The news initially brought a wave of relief to stock markets after sharp declines the previous day when the Fed cut interest rates by a modest quarter-percentage point, dashing hopes of a more aggressive move. But by early Wednesday afternoon, stocks cut their gains as investors weighed the implications of the proposed plan. The Dow industrials ended the day up 41.13 points at 13,473.90 after jumping 250 points early in the day, while US Treasury bond prices slid.
The Fed said it would launch a "temporary term auction facility." The move expands the number and the reach of banks allowed to borrow money to meet temporary shortages of funds.

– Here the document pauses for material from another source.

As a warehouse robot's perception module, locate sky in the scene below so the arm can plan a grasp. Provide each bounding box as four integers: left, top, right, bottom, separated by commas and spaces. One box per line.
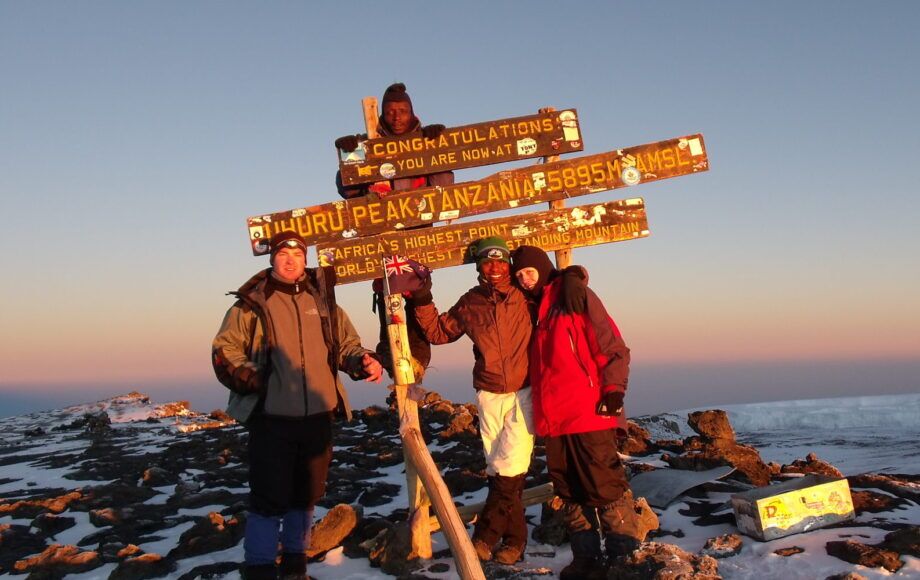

The US central bank announced two auctions of up to $20 billion each in short-term funding next week, with two others raising unspecified amounts to follow in January.
While the dollar volume of the measures was smaller than some past emergency efforts, analysts said the united front that central banks were presenting underscored the seriousness with which they viewed current stresses in financial markets.
"The size here is not the point ... it's the signal here that matters," said Bruce Kasman, chief economist for J.P. Morgan Chase. "These guys are coming and telling you they're going to be there. They're going to come in and make sure the liquidity issues in the marketplace don't get to be too severe."
'ELEVATED PRESSURES' In addition to the Fed's new auction plan, the US central bank said it would provide dollars to the ECB and the Swiss National Bank through so-called currency swap lines to help ease funding pressures in Europe.
The swap line with the ECB would be for up to $20 billion, while the line with the Swiss National Bank would be for up to $4 The ECB said it would use the swap facility to offer European institutions dollar funding in any cases where European financial firms encountered "elevated pressures" in short-term credit markets.
ECB Vice President Lucas Papademos said the ECB's decision to lend US dollars to euro-zone banks would help them fund dollar liabilities such as off-balance-sheet investment vehicles, especially if the banks' size made it harder for them to buy dollars in the currency market. "There is nothing that has worsened today in particular. Pressures have remained at a heightened level in recent weeks," he said at a news conference.
LUBRICATING THE MARKETS' WHEELS The Bank of Canada also said it would launch a temporary auction facility, adding that it would expand the list of securities eligible as collateral for central bank loans. The Bank of England said it would offer three-month loans against a wider range of collateral.
The moves come after interest-rate cuts by the Fed, the Bank of Canada and the Bank of England failed to soothe worries that banks would continue to pull back from lending. Fed and ECB officials said the steps had been under consideration for some time and were not aimed at helping any particular institution, but instead were meant to help markets generally function more smoothly.
"This is not about particular financial institutions with particular problems. It is about market functioning," a senior Fed official said, adding that the announcements were not in response to Wall Street's disappointment with the US central bank's decision on Tuesday. The official said the Fed hoped that banks reticent to borrow at the discount window out of concern they could be seen as being in financial distress might be more willing to use the auction facility, which would provide the cloak of anonymity.
Investors and policy-makers have been caught off guard by how hard the broadly rising defaults on US subprime mortgages have hit the markets and the nation's economy. As roughly 1.8 million adjustable rate mortgages line up for reset at sharply higher interest rates in 2008, homeowners and banks may face more pain ahead.